Q10)  Why does the bulb eventually go out?

 

 

Q11)  How does the time it takes the capacitor to charge up compare to the time it takes for the capacitor to discharge.  You may want to use the stop watch to make a comparison of the two.

 

 

Charge the capacitor again, then stop and release the handle.

 

Q12)  Does the handle turn? 

 

Q13)  Does the light bulb visibly glow?

 

 

When you release the handle, the Genecon acts as a motor.  When motors run, they develop a potential difference across them called a back EMF.  This significantly reduces the current flowing in the circuit and thus the brightness of the light bulb.  We will look at this more in a later chapter.

 

Now connect two light bulbs in series with the Genecon and capacitor.

 

Turn the handle again at the same rate as before to keep the potential supplied by the Genecon constant.

 

Q14)  Does the capacitor charge as rapidly?

 

 

Q15)  Does as much current flow in the circuit as before?

 

 

Q16)  Does this surprise you?  Explain.

 

 

Once the capacitor is charged, hold the handle.

 

Q17)  How does the time the capacitor takes to discharge compare to the time it took to charge in this case.

 

Q18)  When you add a second light bulb in series, how do you change the resistance of the circuit?

 

 

Q19)  When you increased the resistance, how did the time it took to charge the capacitor change?

 

 

We will investigate this dependence more below.

 

Part 2 Quantitative Observations with an Oscilloscope

Introduction

      In this lab we will investigate the behavior of RC circuits subjected to a square wave input as shown in figure 1.  For our purposes this will be equivalent to periodically flipping the switch shown in figure 2 

 

Figure 1  A square wave with Amplitude A, period T, and phase j

 

 

Figure 2 An RC circuit which is switched between charging and discharging

 

Application of Kirchhoff's Voltage Law and Solution of the Circuit

1.  Use Kirchhoff's voltage law to find an equation for the circuit shown in figure 2 when the switch is in the B position.  We will assume that the capacitor is initially full.

 

 

 

 

2.  Use the definition of current to turn your answer for question 1 into a differential equation for charge.

 

 

 

 

3.  Show that Q = Ae^-t/τ is a solution to the differential equation only if τ = RC and A is some constant.

 

 

 

 

 

4.  Assume that the capacitor initially had a charge of Q₀ at t = 0.  Use this to evaluate the constant A.

 

 

 

5.   Describe in words the type of behavior shown by your solution and sketch a graph of the charge on the capacitor vs. time.

 

 

 

 

 

 

 

6.  Note that in your solution to 4, that the resistance and capacitance occur in your solution in the form RC.  This is known as the RC time constant.  Show that the SI unit of RC is s.

 

 

 

 

7.  Interpret the meaning of RC by answering the following question.  By what factor is the charge reduced when t = RC.

 

 

 

8.  Experimentally it is much easier to determine the time that the charge is reduced by half.  Use your solution to 3 to find the time in terms of RC that the capacitor has discharged to half.

 

 

 

 

 

9.  Find an expression for the current in the circuit while the capacitor is discharging.
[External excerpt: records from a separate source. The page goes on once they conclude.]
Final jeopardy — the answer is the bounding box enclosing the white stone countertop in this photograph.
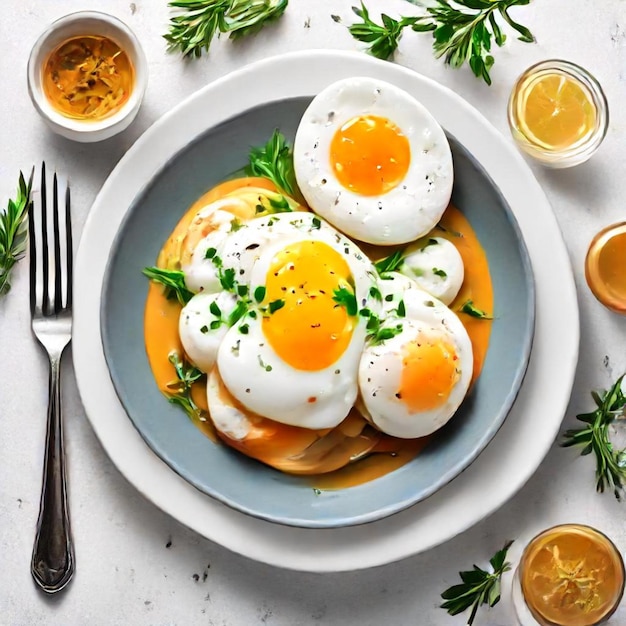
[0,0,626,626]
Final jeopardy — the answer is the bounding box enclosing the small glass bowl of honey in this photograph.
[512,524,625,626]
[585,222,626,315]
[508,59,609,168]
[28,11,147,142]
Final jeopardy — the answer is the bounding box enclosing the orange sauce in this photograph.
[42,36,135,120]
[144,178,493,489]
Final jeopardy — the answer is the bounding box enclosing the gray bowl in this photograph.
[101,98,535,528]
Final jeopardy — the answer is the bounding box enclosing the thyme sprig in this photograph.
[246,130,300,198]
[561,375,626,500]
[163,0,289,57]
[441,541,513,626]
[0,172,33,297]
[348,0,535,85]
[165,350,206,421]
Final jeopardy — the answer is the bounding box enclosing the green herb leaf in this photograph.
[333,287,359,316]
[246,130,300,198]
[165,351,207,421]
[269,300,285,313]
[441,541,513,626]
[349,0,535,85]
[561,375,626,500]
[143,267,193,306]
[163,0,288,57]
[348,2,418,61]
[459,300,493,320]
[374,250,404,274]
[0,172,33,297]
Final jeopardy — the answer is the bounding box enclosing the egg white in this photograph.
[217,213,380,429]
[358,274,473,439]
[399,237,465,304]
[293,77,453,245]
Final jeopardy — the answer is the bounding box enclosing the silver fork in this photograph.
[28,163,74,593]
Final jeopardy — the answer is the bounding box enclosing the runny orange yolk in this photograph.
[397,332,459,413]
[262,240,356,371]
[330,115,411,196]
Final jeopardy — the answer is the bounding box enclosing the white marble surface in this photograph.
[0,0,626,626]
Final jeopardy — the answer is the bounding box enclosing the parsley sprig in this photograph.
[143,266,193,306]
[165,350,206,421]
[561,375,626,500]
[246,130,300,198]
[441,541,513,626]
[163,0,289,57]
[0,172,33,296]
[349,0,535,85]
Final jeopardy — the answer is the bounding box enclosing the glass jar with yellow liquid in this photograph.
[512,524,625,626]
[508,60,609,168]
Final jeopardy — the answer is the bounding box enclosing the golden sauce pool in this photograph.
[144,178,493,489]
[42,36,135,121]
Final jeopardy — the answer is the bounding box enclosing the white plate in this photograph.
[73,51,579,572]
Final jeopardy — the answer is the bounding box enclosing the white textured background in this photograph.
[0,0,626,626]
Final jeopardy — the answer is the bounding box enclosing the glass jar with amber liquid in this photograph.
[512,524,625,626]
[585,222,626,314]
[508,60,609,168]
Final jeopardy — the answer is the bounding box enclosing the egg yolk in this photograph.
[330,115,411,196]
[396,333,459,413]
[262,240,356,371]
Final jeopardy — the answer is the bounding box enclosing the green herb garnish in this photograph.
[374,250,404,274]
[441,541,513,626]
[459,300,493,320]
[349,0,535,85]
[165,350,206,421]
[561,375,626,500]
[0,172,33,296]
[246,130,300,198]
[333,287,359,316]
[143,267,193,306]
[163,0,289,57]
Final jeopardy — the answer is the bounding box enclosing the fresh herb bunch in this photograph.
[441,541,513,626]
[0,172,33,296]
[165,350,206,421]
[349,0,535,85]
[163,0,289,57]
[246,130,300,198]
[143,267,193,306]
[561,375,626,500]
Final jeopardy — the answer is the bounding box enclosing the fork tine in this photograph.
[39,163,50,315]
[65,184,74,309]
[51,172,64,314]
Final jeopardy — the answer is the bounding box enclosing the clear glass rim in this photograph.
[507,59,609,165]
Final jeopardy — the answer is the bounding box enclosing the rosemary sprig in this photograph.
[163,0,289,57]
[441,541,513,626]
[246,130,300,198]
[165,350,206,421]
[349,0,535,85]
[0,172,33,296]
[348,2,418,61]
[561,375,626,500]
[143,267,193,306]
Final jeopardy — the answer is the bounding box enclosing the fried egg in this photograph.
[178,291,237,373]
[399,237,465,304]
[214,213,379,429]
[358,274,473,439]
[293,78,453,245]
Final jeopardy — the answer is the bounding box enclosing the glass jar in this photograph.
[512,524,625,626]
[508,59,609,168]
[585,222,626,314]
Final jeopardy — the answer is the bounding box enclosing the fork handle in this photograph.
[31,355,74,593]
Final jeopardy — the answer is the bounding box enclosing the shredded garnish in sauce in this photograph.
[43,36,135,120]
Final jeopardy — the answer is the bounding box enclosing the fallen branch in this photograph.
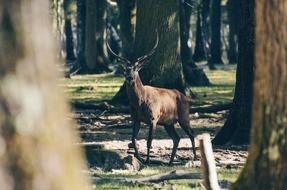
[92,170,202,185]
[72,102,233,113]
[189,103,233,113]
[199,133,220,190]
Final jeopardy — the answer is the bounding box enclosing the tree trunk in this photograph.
[64,0,76,61]
[51,0,65,57]
[136,0,185,93]
[111,0,136,104]
[0,0,89,190]
[76,0,86,69]
[227,0,239,64]
[118,0,136,59]
[82,0,110,73]
[208,0,223,69]
[213,0,255,145]
[201,0,213,60]
[232,0,287,190]
[193,4,206,61]
[179,0,210,86]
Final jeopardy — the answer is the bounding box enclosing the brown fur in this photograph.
[127,71,196,164]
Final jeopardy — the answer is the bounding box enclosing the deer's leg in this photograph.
[179,121,197,160]
[164,125,180,165]
[146,121,157,164]
[132,121,143,162]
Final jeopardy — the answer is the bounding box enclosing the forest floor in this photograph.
[62,65,247,189]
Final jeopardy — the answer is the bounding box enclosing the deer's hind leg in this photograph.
[146,120,157,165]
[179,120,197,160]
[164,125,180,165]
[132,121,146,162]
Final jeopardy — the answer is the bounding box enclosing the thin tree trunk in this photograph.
[76,0,86,69]
[64,0,76,61]
[213,1,255,145]
[201,0,213,60]
[118,0,136,59]
[208,0,223,69]
[0,0,90,190]
[193,4,206,61]
[227,0,239,64]
[232,0,287,190]
[82,0,110,73]
[179,0,210,86]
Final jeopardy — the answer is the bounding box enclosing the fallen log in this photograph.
[92,170,202,185]
[189,102,233,113]
[72,102,233,114]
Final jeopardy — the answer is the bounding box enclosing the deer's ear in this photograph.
[135,59,148,71]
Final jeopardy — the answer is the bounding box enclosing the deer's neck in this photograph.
[127,73,145,106]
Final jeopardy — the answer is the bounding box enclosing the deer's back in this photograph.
[137,86,188,125]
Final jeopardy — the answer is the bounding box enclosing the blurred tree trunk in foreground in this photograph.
[232,0,287,190]
[213,0,255,145]
[0,0,89,190]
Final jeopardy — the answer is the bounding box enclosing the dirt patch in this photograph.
[73,110,247,168]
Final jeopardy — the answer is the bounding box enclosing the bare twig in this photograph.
[92,170,202,185]
[200,133,220,190]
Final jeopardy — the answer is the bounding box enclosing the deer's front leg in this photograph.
[132,121,144,162]
[146,121,157,164]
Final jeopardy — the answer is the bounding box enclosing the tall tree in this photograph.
[118,0,136,58]
[82,0,110,73]
[232,0,287,190]
[213,0,255,144]
[0,0,89,190]
[50,0,65,57]
[137,0,185,92]
[64,0,76,61]
[193,3,206,61]
[208,0,223,69]
[227,0,239,64]
[201,0,211,60]
[179,0,210,86]
[76,0,86,69]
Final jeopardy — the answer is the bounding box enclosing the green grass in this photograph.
[61,66,240,190]
[92,166,240,190]
[62,74,124,102]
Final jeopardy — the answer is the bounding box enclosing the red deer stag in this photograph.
[107,36,197,164]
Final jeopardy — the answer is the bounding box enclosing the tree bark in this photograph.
[133,0,185,92]
[76,0,86,69]
[64,0,76,61]
[193,4,206,61]
[118,0,136,59]
[213,1,255,145]
[179,0,210,86]
[232,0,287,190]
[208,0,223,69]
[82,0,110,73]
[227,0,239,64]
[0,0,89,190]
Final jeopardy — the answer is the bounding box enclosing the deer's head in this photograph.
[107,34,159,83]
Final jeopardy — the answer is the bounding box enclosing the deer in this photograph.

Sketch a graph of the current in the capacitor vs. time.  How does the decay constant for the current compare to the decay constant for the charge?

 

 

 

 

Now let's turn our attention to the situation when the switch in figure 1 is in the A position.         

 

10.  Use Kirchhoff's voltage law to find an equation for the circuit shown in figure 2 when the switch is in the A position.  We will assume that the capacitor is initially Empty.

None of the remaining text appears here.